孫策と周瑜は連れ立ってある天幕に入る。その中にいた1人の女性は、孫策達に気付くと腰掛けていた椅子から立ち上がり、頭を垂れた。
「ご無沙汰しております、孫策様、周瑜殿」
「やめてよ、海霧。私と貴方の仲でしょ? 昔みたいに真名で呼んでくれていいわよ」
「しかし、孫策様はいまや江東一帯をお治めする身。私の様な書生とは身分が違います」
「海霧、雪蓮がいいと言っているのよ。警護の兵も遠ざけてあるし、気にする必要はないわ」
「それなら……。久し振り、雪蓮、冥琳」
わずかに迷う素振りを見せたものの、海霧と呼ばれた女性は促されるままに孫策達の真名を呼んだ。昔を懐かしむ様に薄く微笑むその表情に、2人の頬もかすかに緩む。
この女性は名を蒋幹、字を子翼と言い、孫策と周瑜の幼馴染みである。肩の下辺りまで伸びる、緩く波打つ黒髪を持ち、背丈は孫策達よりもわずかに高い。しかし、細く引き締まった体つきの蒋幹には、2人の様な迫力のある胸はなかった。

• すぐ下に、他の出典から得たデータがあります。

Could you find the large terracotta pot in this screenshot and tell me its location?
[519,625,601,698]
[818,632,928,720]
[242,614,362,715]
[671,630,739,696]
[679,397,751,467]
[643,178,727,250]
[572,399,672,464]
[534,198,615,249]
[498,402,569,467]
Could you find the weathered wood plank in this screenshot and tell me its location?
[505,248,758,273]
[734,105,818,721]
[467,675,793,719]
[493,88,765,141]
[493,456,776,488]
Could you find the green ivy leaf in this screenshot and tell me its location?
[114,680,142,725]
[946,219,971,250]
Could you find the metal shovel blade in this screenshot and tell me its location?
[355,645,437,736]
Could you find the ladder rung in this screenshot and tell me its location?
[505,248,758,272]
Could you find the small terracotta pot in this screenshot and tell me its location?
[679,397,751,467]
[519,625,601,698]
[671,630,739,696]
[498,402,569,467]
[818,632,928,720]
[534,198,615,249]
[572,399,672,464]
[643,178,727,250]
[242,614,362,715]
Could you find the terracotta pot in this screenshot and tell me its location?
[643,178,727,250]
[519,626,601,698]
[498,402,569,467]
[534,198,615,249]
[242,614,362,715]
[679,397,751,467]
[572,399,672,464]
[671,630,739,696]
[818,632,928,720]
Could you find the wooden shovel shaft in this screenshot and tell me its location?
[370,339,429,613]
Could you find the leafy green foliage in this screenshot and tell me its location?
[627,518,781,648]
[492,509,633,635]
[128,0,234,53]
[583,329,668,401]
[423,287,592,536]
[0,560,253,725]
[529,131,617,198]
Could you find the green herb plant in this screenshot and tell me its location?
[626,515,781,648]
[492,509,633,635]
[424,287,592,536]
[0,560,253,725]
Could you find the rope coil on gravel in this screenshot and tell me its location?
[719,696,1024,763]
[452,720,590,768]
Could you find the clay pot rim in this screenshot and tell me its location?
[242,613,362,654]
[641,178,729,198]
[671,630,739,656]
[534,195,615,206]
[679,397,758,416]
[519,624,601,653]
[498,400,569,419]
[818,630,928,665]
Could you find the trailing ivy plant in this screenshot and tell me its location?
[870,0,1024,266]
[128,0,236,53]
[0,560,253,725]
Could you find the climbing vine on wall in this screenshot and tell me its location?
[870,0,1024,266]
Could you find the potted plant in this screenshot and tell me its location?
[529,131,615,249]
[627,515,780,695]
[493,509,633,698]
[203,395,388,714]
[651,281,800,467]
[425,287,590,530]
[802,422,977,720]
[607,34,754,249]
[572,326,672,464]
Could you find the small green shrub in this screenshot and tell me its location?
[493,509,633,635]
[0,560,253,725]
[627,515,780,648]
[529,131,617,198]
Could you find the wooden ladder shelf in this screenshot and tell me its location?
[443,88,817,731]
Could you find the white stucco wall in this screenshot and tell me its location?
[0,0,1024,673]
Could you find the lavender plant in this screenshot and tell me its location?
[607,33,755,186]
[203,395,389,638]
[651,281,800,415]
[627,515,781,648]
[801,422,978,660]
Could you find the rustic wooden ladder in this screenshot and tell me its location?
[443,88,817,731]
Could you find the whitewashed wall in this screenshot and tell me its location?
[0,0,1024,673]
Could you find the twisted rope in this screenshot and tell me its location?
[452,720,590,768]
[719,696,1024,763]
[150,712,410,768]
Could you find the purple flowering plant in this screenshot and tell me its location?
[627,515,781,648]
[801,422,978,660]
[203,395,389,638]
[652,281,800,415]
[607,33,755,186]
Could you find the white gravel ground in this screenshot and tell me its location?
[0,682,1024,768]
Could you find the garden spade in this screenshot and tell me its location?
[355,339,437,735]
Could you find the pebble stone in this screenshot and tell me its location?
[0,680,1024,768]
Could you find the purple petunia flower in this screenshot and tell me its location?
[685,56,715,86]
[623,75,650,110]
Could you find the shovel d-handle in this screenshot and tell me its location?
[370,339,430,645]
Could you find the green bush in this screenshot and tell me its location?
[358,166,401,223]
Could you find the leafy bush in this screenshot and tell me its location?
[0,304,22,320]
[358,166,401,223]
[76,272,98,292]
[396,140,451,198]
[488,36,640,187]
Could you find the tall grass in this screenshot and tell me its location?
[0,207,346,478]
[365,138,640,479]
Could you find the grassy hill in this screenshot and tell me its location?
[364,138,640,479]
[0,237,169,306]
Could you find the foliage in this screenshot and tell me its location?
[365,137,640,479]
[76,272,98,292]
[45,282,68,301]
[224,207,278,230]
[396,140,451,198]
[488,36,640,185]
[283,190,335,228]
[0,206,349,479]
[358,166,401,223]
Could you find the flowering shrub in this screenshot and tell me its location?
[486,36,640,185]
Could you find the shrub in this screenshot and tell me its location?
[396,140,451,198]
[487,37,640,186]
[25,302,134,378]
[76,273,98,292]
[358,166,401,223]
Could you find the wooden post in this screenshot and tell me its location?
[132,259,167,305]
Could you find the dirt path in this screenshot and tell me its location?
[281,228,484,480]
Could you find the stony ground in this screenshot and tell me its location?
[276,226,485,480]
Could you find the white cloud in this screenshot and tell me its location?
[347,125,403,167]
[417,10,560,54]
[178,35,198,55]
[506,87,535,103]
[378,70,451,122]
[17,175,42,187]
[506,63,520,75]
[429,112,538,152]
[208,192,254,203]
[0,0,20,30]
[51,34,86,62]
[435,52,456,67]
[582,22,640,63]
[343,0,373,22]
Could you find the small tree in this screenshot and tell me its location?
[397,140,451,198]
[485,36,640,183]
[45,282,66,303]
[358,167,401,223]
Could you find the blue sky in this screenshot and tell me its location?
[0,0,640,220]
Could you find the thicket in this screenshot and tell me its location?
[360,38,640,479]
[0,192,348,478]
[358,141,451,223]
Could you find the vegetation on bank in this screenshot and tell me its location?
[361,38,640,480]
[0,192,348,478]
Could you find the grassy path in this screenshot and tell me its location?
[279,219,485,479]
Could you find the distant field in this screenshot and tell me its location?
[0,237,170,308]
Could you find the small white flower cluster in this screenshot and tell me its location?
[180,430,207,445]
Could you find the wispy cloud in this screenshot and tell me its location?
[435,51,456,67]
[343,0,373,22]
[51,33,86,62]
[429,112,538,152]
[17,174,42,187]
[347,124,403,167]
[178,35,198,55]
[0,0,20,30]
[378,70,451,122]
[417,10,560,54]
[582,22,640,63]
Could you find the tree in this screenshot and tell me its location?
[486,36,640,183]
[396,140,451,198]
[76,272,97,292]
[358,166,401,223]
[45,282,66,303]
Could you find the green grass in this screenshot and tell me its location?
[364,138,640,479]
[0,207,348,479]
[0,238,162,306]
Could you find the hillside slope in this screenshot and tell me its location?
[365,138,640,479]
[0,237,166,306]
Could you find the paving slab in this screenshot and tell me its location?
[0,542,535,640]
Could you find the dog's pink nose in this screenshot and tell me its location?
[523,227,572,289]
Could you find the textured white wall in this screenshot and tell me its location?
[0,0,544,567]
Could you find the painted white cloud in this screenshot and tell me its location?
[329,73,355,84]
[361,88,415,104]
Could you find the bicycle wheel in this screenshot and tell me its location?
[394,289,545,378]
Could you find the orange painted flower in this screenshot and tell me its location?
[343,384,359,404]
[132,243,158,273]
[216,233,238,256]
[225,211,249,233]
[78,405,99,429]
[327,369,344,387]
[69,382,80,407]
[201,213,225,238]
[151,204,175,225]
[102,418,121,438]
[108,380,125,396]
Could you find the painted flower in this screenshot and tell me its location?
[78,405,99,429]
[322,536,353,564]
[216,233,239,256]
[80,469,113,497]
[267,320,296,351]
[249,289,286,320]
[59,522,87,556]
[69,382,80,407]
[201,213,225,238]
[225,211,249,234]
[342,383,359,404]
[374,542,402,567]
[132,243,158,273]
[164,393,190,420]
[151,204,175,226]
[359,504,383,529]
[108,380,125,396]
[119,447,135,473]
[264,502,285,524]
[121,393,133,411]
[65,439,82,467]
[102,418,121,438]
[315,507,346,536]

「最後に会ったのは、まだ母様が生きている頃だったわね。それで、今までどうしてたの? どこかに仕官していたりとか」
「書生だと言ったじゃないか。諸国を遊学していたんだが、曹操と雌雄を決すると聞いて、私でも何か役に立てないかと思い、参じたのだ」
「それなら、まだどういった策をもって当たるかも決めかねている状況だけど、時期がきたら貴方にも働いてもらおうかしら。ねぇ、冥琳?」
孫策はにこやかな笑顔を蒋幹に見せると、隣に立つ周瑜へとそのままの顔で向き直った。
「ん、まあ、それは追々決めるとして……。とりあえず、貴方用に天幕を用意させるわ。久し振りに再会したのだし、少し話でもしましょう」
「そうね、それがいいわ」
周瑜の意見に賛同するや否や、孫策は天幕から顔を出し、人払いをしていたために離れた場所に立つ兵を呼びつけた。客人用の天幕を設営する様に命じると、顔を引っ込める。その直前、彼女の視界の端で1つの影が揺れた。
「ん……、ん~」
武陵城の一角で、女性の気だるそうな声が漏れた。その声の主である翠は寝台から上体を起こすと、ぼんやりとした頭のままで辺りを見回した。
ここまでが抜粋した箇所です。